In queste settimane stanno esplodendo nuovi casi: il più rilevante riguarda Electrolux, sei-settemila dipendenti sparsi tra Susegana e Porcia, vicenda che tra l’altro sta mettendo a dura prova i rapporti istituzionali tra due regioni, il Veneto ed il Friuli, ed il governo (sia lo Sviluppo economico che palazzo Chigi). E poi restano in sospeso tantissime altre vertenze.

Al ministero segnalano «una significativa tendenza delle multinazionali stranieri a disinvestire nel nostro Paese», mentre le imprese italiane riportano in Italia parte delle loro produzioni come hanno fatto Natuzzi e Indesit. In bilico, o meglio a rischio, ci sono così almeno altri 18 mila posti di lavoro su un totale di 120 mila addetti interessati da stati di crisi. Ben 18 imprese, che occupano in totale 2300 dipendenti, hanno addirittura annunciato di voler cessare l’attività. Tutte le altre tagliano posti, chiudono stabilimenti e ristrutturano senza andare troppo per il sottile.

I settori in difficoltà

La recessione dalla quale l’Italia sta uscendo molto a fatica è stata pesantissima e non ha risparmiato nessuno. Nessun settore produttivo è rimasto indenne, dal Nord al Sud. Elettrodomestici, siderurgia, farmaceutica, componentistica auto e moto e telecomunicazioni sono i comparti più colpiti. Nella lista dei casi ancora aperti ci sono la Aristide Merloni (3500 occupati), Agile- ex Eutelia (1900), Alcatel Lucent (2000), Alpitur (3500), la chimica di Basell (2000 dipendenti), i 1100 della Detomaso ed i 1500 di Eon, Golden Lady (3500) e Filanto (650), Menarini (farmaceutica, 3000 occupati) ma anche i 200 del Pastificio Amato. E poi Manutencop (15mila), Tirrenia, Fincantieri, Xerox, Sirti (4400) e Micron (4400) nel settore tlc, le cartiere Reno De Medici (1700), i vetri Pilkinton, l’itc di Nokia-Siemens (1200) e tante, tante altre aziende note e meno note.

Su tutti, però, i settori che preoccupano di più il governo, «che richiedono una particolare attenzione» come dice il sottosegretario De Vincenti, sono siderurgia e industria dell’elettrodomestico. Il primo è un comparto che un paese manifatturiero come il nostro non può permettersi di perdere perché ne costituisce la linfa vitale, il secondo è invece un comparto che un tempo era di eccellenza assoluta e che oggi risulta spiazzato dalla concorrenza internazionale. Solo in questi due settori ballano quasi 50 mila posti.

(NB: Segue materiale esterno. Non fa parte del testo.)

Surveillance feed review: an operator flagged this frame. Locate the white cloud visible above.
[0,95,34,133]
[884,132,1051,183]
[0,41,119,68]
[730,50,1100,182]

La battaglia non si presenta però facile perchè a patire le maggiori difficoltà sono le imprese che più delle altre soffrono l’appensantimento dei costi di produzione dovuti al costo del lavoro ed ai costi dell’energia. Due “moloch” difficili da sconfiggere, nonostante la crisi ci abbia già fatto pagare un costo molto salato.